В одно время, говорит она, Ницше стал ярым вегетарианцем и мучил своих друзей древним вегетарианским ужасом превращения своего желудка в саркофаг. Кажется удивительным, что человек, столь быстрый в обнаружении ошибок, не увидел ни одной в глупом аргументе, что, поскольку органы обезьяны предназначены для вегетарианской диеты, органы человека также так спланированы. Знание элементарной анатомии и физиологии показало бы ему абсурдность этого, но, по-видимому, он мало знал о человеческом теле, несмотря на свое сверхъестественное умение раскрывать секреты человеческого разума. Ницше читал Эмерсона в юности, и те эмерсоновские семена, которые расцвели в Соединенных Штатах как так называемое движение «Нового мышления» — с «Христианской наукой», остеопатией, ментальной телепатией, оккультизмом, псевдопсихологией и той великой ложей доверчивых комиков, Обществом психических исследований, в качестве их конечных цветов, — все это, вероятно, оставило свой след и на философе сверхчеловека.

Фрау Фёрстер-Ницше в своей биографии пытается доказать невозможный тезис о том, что ее брат, несмотря на постоянную болезнь, всегда был уравновешен в уме. Справедливо будет заметить, что ее собственные доказательства говорят против нее. С юности Ницше, несомненно, был неврастеником, а после франко-прусской войны постоянно страдал от всякого рода ужасных недугов — некоторые, несомненно, воображаемые, но другие вполне реальные. Во многом его собственный отчет о своих симптомах живо напоминает длинный каталог болей, приведенный Гербертом Спенсером в его автобиографии. У Спенсера были странные боли в голове, как и у Ницше. Спенсер всю жизнь скитался в поисках здоровья, как и Ницше. Рабочие часы Спенсера были ограничены, как и у Ницше. Последний сам говорит нам, что за один только 1878 год он был выведен из строя на 118 дней головными болями и болями в глазах.
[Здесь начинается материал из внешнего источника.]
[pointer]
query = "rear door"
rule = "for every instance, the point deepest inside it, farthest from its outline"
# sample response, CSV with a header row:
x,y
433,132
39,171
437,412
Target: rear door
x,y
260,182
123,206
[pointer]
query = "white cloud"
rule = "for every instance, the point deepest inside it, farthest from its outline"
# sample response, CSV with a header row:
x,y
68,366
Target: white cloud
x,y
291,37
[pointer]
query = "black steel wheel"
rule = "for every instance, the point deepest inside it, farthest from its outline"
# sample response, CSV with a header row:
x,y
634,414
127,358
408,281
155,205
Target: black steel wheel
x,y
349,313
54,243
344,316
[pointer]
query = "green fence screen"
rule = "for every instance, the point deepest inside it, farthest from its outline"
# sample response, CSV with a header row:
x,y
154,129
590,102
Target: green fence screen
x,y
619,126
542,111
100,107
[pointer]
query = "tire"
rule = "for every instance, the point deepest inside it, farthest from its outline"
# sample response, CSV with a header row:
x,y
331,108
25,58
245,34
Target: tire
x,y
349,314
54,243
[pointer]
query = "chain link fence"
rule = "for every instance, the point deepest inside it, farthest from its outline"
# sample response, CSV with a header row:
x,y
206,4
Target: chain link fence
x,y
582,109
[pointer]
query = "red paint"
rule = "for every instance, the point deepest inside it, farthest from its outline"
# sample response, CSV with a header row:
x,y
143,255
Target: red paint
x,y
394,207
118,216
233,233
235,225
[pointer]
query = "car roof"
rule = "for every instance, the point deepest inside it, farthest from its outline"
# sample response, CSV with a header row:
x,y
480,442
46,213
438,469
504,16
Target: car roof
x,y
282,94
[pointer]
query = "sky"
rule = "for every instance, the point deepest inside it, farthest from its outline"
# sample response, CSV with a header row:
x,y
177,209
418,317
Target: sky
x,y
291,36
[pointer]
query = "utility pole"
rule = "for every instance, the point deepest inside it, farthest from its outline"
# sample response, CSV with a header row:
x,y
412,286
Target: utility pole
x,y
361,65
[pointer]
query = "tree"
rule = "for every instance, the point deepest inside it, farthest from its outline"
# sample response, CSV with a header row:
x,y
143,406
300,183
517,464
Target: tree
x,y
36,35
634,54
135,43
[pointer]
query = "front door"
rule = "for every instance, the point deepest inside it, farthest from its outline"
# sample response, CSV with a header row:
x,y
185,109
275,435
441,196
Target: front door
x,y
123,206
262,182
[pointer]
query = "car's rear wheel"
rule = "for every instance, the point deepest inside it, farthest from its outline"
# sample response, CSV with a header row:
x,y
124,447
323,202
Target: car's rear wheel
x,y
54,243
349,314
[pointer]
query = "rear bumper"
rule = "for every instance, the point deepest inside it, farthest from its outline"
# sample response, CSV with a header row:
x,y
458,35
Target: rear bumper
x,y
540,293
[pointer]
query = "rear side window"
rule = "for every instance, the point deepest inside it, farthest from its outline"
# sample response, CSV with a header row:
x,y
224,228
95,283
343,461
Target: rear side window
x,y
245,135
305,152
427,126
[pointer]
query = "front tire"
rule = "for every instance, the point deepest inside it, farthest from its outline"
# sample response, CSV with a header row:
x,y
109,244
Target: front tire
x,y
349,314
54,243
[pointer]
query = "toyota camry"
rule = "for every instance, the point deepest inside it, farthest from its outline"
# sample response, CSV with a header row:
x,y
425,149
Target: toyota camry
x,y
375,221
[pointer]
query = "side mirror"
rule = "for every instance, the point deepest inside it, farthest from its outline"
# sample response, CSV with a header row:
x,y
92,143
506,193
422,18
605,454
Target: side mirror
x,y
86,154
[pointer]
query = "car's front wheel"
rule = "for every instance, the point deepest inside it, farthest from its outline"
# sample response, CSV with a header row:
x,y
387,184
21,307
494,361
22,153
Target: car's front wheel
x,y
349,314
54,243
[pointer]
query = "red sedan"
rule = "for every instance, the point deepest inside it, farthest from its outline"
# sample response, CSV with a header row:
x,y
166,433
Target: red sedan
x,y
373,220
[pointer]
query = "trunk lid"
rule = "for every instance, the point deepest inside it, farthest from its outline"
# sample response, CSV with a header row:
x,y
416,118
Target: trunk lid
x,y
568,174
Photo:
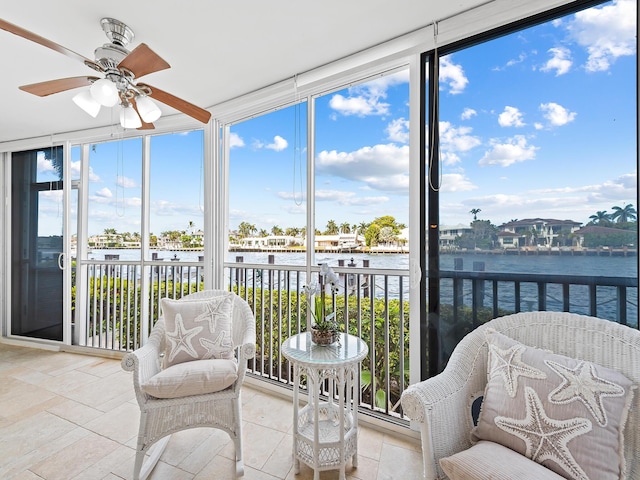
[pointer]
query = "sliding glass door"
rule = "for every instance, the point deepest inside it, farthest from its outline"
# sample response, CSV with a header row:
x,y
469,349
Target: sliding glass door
x,y
37,244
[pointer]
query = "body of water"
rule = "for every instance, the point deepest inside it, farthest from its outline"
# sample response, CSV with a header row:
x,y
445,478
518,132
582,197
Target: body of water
x,y
589,266
599,266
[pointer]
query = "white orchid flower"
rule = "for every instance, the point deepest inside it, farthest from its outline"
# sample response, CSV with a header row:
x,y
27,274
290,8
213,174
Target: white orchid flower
x,y
313,288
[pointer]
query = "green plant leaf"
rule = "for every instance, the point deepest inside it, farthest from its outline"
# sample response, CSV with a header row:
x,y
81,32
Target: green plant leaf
x,y
365,378
381,399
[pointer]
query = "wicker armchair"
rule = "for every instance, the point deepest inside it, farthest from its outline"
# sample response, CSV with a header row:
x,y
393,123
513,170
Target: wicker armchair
x,y
442,405
160,417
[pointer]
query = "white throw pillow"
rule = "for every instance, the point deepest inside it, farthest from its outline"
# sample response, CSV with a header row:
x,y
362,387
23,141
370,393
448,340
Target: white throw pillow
x,y
192,378
567,414
197,329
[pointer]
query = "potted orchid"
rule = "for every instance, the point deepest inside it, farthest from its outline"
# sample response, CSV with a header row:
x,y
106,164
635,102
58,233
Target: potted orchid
x,y
324,329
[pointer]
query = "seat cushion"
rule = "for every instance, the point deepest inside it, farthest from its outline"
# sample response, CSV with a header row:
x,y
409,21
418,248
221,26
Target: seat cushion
x,y
192,378
492,461
567,414
197,329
Доктор Гулд, пророк перенапряжения глаз, хотел бы заставить нас поверить, что оба этих великих философа страдали из-за того, что слишком много читали в подростковом возрасте. Однако более вероятно, что каждый из них был жертвой какого-то определенного органического заболевания, а возможно, и не одного. В случае с Ницше положение постоянно ухудшалось из-за его пристрастия к самолечению, этому пороку глупцов. Готовясь к службе санитаром в 1870 году, он прослушал краткий курс лекций по оказанию первой помощи в военном госпитале в Эрлангене, и с тех пор считал себя дипломированным патологом и постоянно принимал собственные дозы. Количество лекарств, которые он таким образом проглатывал, было поистине ужасающим, и единственный способ, которым он мог сломить свой аппетит к одному препарату, заключался в приобретении аппетита к другому. Хлорал, однако, был его любимым, и к концу он принимал его ежедневно и в ошеломляющих количествах.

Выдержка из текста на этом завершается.